Capsule endoscopy is often used to investigate small bowel Crohn's disease (CD).
Dr Ariella Bar-Gil Shitrit and colleagues from Israel prospectively assessed the value of fecal calprotectin and lactoferrin to predict capsule endoscopy findings.
The team included 68 consecutive patients that were referred for capsule endoscopy.
Stool samples for calprotectin and lactoferrin and blood samples were collected for relevant parameters.
Correlation between fecal markers and capsule endoscopy findings was assessed, and receiver operating characteristic curves were built to determine the predictive values of fecal markers for the diagnosis of CD.
The team reported that fecal calprotectin data was available for all the patients and lactoferrin data for 38.
|A fecal calprotectin concentration of 95 mg/kg had a sensitivity of 77%|
|Scandanavian Journal of Gastroenterology|
The team found capsule endoscopy findings compatible with CD in 33% of patients, and 67% were negative for CD.
The average age of the CD group was 34 compared to 46 in the non-CD group.
The researchers observed that median calprotectin and lactoferrin in the CD group, and in the control group were 169 mg/kg vs. 40, and 6.6 mg/kg vs. 1, respectively.

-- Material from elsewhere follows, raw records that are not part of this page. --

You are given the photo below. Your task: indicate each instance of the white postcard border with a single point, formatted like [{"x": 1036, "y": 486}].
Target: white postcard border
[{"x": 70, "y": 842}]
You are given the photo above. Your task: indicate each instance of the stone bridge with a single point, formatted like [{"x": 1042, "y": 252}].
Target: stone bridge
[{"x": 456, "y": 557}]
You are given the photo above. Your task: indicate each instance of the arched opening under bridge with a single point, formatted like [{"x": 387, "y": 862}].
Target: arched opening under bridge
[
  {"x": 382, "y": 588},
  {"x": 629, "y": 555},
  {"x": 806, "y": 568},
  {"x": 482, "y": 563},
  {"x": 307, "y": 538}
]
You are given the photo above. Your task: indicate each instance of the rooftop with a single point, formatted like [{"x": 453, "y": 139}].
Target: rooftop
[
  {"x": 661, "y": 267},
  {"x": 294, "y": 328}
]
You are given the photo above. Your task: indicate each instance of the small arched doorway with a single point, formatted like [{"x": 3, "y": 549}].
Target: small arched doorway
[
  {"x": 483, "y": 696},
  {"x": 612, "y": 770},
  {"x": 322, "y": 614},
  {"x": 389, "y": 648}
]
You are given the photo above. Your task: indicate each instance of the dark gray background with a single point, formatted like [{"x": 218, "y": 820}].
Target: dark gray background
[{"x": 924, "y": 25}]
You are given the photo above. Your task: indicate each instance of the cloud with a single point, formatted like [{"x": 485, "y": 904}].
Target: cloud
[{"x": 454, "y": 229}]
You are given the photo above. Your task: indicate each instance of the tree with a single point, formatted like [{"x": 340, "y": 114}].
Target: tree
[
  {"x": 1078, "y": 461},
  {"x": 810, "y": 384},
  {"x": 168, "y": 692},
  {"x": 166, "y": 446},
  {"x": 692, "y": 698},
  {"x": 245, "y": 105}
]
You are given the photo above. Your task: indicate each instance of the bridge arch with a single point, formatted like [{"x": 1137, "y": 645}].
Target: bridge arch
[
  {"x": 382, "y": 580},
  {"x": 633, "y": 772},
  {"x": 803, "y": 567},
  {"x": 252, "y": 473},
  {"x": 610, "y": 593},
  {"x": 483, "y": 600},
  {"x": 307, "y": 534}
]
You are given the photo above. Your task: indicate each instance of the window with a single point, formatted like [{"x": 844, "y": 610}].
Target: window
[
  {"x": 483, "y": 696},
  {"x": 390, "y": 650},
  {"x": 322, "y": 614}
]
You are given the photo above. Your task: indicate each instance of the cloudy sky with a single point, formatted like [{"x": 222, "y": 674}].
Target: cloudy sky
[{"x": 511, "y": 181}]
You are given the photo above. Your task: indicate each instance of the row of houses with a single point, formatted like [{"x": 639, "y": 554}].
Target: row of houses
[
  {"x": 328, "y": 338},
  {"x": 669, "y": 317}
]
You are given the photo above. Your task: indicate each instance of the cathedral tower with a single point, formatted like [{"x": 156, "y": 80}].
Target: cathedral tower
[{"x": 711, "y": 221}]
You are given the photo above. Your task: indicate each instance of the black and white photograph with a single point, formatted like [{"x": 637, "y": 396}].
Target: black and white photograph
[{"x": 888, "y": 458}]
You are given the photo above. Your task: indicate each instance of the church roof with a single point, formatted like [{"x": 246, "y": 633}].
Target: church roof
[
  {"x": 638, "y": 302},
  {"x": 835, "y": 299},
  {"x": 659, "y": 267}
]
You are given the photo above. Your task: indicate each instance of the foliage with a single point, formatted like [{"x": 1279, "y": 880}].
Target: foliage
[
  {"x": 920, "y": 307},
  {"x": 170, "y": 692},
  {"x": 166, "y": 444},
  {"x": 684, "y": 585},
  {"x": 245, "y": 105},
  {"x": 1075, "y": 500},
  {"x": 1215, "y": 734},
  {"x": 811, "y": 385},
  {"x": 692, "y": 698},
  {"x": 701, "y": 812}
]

The team observed that the area under the ROC curve was 0.8 for calprotectin, and 0.7 for lactoferrin.
A fecal calprotectin concentration of 95 mg/kg, and fecal lactoferrin of 1.05 mg/kg had a sensitivity, specificity, positive predictive value and negative predictive value of 77% and 73%, 60% and 65%, 50% and 50%, and 84% and 84% in predicting capsule endoscopy findings compatible with CD.
Dr Bar-Gil Shitrit's team concludes, "Fecal markers are simple and noninvasive surrogates for predicting capsule endoscopy findings compatible with CD."
"Fecal markers can help determine which patients should be referred for capsule endoscopy."